Existential Detectives and Bad Religion

I ♥ Huckabees,” the new movie from David O. Russell, features Lily Tomlin and Dustin Hoffman as “Jaffe & Jaffe, Existential Investigators.” (I’m always pleased to see my family name in lights.) Not a deeply philosophical movie, but entertaining and intelligent enough. Smarter than, say, this commentary from last weekend’s Guardian by Mike Purton, “Physics and metaphysics”:

A series of scientific experiments in the early 1980s changed forever our understanding of the nature of matter. It is likely that it will also prove to have been the greatest religious discovery of the 20th century.

Physicists call it entanglement, and it describes the state of two or more particles once they have interacted with one another. From then on, irrespective of time and space, a correlation will always exist between them. What happens to one will affect the other – even if they are now at opposite ends of the universe….

We are then reminded that it is this same matter which is both the physical manifestation of spirit and the means to redemptive action. This being so, then the correlation of all matter must also apply to all spirit. Our separateness is an illusion; the reality is an indivisible unity….

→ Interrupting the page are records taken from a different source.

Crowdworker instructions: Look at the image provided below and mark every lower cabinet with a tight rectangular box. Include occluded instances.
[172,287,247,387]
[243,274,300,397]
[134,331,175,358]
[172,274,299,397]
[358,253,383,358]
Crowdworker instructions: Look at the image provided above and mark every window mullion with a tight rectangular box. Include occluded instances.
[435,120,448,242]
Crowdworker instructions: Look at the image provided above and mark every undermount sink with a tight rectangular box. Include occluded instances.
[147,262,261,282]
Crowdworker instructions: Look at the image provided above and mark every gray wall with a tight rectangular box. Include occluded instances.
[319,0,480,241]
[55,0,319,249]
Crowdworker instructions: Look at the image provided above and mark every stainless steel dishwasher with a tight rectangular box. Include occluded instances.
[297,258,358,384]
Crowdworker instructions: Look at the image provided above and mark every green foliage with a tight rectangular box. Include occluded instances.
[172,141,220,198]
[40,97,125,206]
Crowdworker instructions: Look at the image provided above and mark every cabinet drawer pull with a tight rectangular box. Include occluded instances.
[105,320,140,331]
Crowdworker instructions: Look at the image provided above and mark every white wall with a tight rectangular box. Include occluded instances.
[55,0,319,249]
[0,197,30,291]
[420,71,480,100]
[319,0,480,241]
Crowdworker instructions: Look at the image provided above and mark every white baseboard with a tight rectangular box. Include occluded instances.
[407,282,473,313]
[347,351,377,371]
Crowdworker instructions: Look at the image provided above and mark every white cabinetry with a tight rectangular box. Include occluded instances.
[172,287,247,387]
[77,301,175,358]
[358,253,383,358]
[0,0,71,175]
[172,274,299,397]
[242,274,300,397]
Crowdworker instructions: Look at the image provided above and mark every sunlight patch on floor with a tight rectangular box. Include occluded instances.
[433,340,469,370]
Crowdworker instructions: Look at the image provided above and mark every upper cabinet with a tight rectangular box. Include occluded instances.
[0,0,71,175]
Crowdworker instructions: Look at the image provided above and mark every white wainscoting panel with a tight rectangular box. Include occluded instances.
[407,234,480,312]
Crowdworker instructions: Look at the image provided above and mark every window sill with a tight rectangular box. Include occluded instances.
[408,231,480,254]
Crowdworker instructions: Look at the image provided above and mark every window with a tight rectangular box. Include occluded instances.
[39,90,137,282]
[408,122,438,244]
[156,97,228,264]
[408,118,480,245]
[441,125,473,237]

With new insights through a religion no longer dependent on blind trust, but grounded instead in knowledge, we are offered a higher purpose. Rather than seeing ourselves as separate individuals, we realise that we are aspects of a beautiful and indivisible whole.

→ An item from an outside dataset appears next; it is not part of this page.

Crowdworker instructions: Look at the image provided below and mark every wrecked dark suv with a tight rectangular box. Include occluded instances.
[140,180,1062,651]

This seems to me a fine sentiment, and could perhaps even lead us into moral action. But it’s got nothing to do with physics, and certainly doesn’t offer “a religion… grounded… in knowledge”. We can choose to use ideas from science as metaphors for the conduct of human life, as was done with Newton’s clockwork universe, with Einstein’s relativity, with Darwin’s natural selection (to sometimes horrible effect), and with Heisenberg’s uncertainty principle. But really, the uncertainty principle in quantum mechanics doesn’t mean that you can’t observe something without changing it, not in the macroscopic world of human-sized objects. Similarly, entanglement, a related idea from quantum theory, doesn’t have anything to say about spirit, about humanity, about the kinds of connections that we have with our fellow-beings. Those are up to us to forge, to recognize, and to ignore at our peril.